Только не говорите, что вы его тоже не читали. Конечно, вы его не читали, Штейн, но это совсем другое дело: в конце концов, у вас не было к тому ни малейших оснований. Впрочем, даже мне это не стоило особых усилий. Сколько я могу судить по тому, что перелистала, это все вещи холодные, очень скучные, очень заумные и очень бесстыдные. Но важно-то было не то, что я их не читала, а то, что я в этом сознавалась.
Нет ничего легче, чем заставить автора поверить, что его знают. Если Господь отказал моему полу в способности что-нибудь понимать, он все же даровал нам талант делать вид, что мы понимаем все. В беседе с автором ты вскользь упоминаешь какой-либо предмет, он пускается в разглагольствования о своих замыслах; ты зачарованно смотришь на него и вздыхаешь: «Ах, я тоже это чувствовала, но не могла выразить». Любой автор сочтет тебя знатоком своих писаний.
Я отказалась от этой повинности. Я не изображала предпочтительного восхищения. Я говорила:
— К чему мне ваши искусственные рифмы, мой друг; для меня вы — Гёте, а не известный поэт.
— Но Гёте — поэт.
А я возражала:
— Увы, друг мой! Как бы я желала, чтобы вы были просто придворный садовник Мейер.

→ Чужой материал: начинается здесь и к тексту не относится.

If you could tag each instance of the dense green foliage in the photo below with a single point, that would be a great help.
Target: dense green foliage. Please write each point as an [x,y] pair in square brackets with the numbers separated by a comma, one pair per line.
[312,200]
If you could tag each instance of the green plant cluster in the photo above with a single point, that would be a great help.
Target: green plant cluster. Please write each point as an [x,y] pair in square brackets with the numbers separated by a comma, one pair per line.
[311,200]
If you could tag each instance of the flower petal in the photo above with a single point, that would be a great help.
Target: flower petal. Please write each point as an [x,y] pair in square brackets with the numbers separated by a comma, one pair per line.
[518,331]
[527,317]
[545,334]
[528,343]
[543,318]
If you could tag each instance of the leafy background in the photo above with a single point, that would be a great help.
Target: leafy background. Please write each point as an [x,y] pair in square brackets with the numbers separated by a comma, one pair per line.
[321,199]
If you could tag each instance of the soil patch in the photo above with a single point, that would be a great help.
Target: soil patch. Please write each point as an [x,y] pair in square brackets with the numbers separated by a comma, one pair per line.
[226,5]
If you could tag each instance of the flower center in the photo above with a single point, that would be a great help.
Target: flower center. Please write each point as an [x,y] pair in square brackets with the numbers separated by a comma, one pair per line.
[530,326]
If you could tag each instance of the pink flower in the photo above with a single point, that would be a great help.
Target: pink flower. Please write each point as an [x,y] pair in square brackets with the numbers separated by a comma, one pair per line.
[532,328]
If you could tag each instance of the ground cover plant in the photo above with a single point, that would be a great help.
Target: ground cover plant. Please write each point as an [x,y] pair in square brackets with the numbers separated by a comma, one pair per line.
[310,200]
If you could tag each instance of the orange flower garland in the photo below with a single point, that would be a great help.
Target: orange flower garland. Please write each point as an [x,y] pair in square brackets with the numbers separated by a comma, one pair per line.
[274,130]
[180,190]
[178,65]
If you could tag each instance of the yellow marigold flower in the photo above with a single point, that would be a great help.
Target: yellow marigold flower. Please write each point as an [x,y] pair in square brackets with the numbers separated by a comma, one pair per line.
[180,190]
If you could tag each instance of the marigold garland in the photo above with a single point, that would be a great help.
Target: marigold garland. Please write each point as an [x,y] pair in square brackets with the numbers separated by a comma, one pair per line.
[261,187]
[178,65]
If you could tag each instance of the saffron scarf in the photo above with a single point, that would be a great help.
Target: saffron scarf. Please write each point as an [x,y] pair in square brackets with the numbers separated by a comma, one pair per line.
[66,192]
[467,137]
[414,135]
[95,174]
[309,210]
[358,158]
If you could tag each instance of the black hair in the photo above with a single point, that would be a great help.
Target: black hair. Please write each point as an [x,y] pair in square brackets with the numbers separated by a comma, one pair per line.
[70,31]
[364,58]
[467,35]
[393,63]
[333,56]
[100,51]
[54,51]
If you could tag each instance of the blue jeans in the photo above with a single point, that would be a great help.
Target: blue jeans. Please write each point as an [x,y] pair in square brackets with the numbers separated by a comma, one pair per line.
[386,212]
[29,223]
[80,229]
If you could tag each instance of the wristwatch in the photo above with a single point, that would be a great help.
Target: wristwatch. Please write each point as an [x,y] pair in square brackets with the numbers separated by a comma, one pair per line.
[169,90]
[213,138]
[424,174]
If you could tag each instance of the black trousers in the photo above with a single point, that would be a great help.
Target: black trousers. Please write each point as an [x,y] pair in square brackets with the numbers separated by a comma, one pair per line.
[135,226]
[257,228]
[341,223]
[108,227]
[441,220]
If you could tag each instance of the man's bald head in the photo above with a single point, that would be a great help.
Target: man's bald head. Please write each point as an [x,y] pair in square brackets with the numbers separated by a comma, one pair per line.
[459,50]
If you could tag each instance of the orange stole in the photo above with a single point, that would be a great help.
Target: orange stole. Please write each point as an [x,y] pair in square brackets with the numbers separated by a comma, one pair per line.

Понимаете, Штейн? Одна простая фраза — и Самсон лишается волос.
Я воспользуюсь этим примером, чтобы показать вам, каково бы мне пришлось, если б я клюнула на его стишки. Это само по себе — целая история.
Прежде всего, почему я должна восхищаться его ремеслом, которое и так доставляет ему достаточно привилегий? Будто у других людей нет никаких дел. Мне, например, приходится вести дом и управлять имением, которое дышит на ладан. Почему я должна позволять ему извлекать из своего ремесла еще и выгоды для своей любви?
Неужели недостаточно, что он изо дня в день извлекает из любви выгоды для своего ремесла?